Expedida em 19 de janeiro de 2022 e endereçada ao prefeito, a recomendação indicou cinco escritórios de advocacia com os quais Madre de Deus deveria rescindir os contratos. O MP também sugeriu a rescisão de “todos” os contratos para prestação de serviços advocatícios celebrados com inexigibilidade de licitação. Por fim, advertiu que a “a não adoção das providências recomendadas, no prazo de até 15 dias, poderá implicar na adoção das medidas extrajudiciais e judiciais a cargo do Ministério Público”.
Para tornar sem efeito a Recomendação 01/2022, “ante a generalidade e falta de substância fática e jurídica que lhe dê suporte”, a OAB-BA ingressou no CNMP com Procedimento de Controle Administrativo (PCA) contra o MP-BA. O órgão de classe requereu a concessão de liminar, inclusive para o requerido se abster de expedir novas recomendações com teor análogo para outros municípios e de instaurar apurações pelo descumprimento de sua orientação.
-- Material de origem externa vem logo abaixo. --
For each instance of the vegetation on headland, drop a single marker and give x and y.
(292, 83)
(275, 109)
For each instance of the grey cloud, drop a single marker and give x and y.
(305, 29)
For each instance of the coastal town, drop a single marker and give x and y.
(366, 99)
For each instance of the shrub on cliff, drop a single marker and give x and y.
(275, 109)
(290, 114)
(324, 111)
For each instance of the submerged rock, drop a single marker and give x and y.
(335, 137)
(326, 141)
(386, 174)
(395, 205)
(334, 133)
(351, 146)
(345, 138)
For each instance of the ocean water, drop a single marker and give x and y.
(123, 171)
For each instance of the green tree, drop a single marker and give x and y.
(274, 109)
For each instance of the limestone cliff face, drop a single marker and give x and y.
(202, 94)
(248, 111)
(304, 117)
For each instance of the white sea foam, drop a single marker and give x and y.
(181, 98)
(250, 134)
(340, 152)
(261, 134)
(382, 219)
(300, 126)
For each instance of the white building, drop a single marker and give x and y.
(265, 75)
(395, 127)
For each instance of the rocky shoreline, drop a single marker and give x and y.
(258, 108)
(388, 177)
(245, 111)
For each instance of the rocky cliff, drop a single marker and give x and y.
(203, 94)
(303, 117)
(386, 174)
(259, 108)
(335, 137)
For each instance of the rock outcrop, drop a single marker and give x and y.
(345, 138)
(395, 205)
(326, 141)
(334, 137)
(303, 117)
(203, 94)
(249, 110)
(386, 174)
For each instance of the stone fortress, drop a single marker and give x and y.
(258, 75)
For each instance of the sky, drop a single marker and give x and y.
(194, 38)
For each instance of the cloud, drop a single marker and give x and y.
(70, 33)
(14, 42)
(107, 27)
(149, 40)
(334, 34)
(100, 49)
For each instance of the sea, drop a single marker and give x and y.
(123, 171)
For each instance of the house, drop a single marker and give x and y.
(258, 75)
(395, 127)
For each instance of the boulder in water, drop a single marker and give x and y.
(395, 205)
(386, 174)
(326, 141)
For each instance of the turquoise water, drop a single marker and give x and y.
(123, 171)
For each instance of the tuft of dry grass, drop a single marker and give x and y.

O MP alegou que o seu ato não possui “caráter cogente”. Porém, o CNMP deu razão à OAB, que afirmou possuir a recomendação “evidente força simbólica”, representando uma imposição ao gestor municipal das supostas orientações. “Na espécie, verifica-se que há determinação objetiva que se reveste em aparente recomendação”, reconheceu Otávio Luiz. Relator do PCA, ele acrescentou haver “força persuasiva invulgar”, somada ao fato de a recomendação se referir a posterior ajuizamento de ação civil pública.
‘Efeito cascata’
Segundo o conselheiro, os elementos apresentados pela OAB evidenciam a probabilidade do direito e a Recomendação 01/2022 se mostra “desproporcional e com riscos objetivos de dano”. A desproporcionalidade seria a aparente restrição às prerrogativas constitucionais da advocacia, indispensável à administração da Justiça, nos termos do artigo 133 da Constituição Federal. “Qualquer tentativa de ofensa a essas prerrogativas constitucionais há de ser coibida com rigor no âmbito do CNMP”, frisou.
O relator também justificou o deferimento da liminar à necessidade de se prevenir que o MP apresente recomendações com teor similar em outras cidades. Conforme Otávio Luiz, a antecipação da tutela evitará eventual “efeito cascata de recomendações genéricas semelhantes”, que poderia gerar riscos de prejuízos irreparáveis não apenas a Madre de Deus, mas também aos demais municípios da Bahia que se se utilizam da modalidade de contratação direta de serviços especializados de advocacia.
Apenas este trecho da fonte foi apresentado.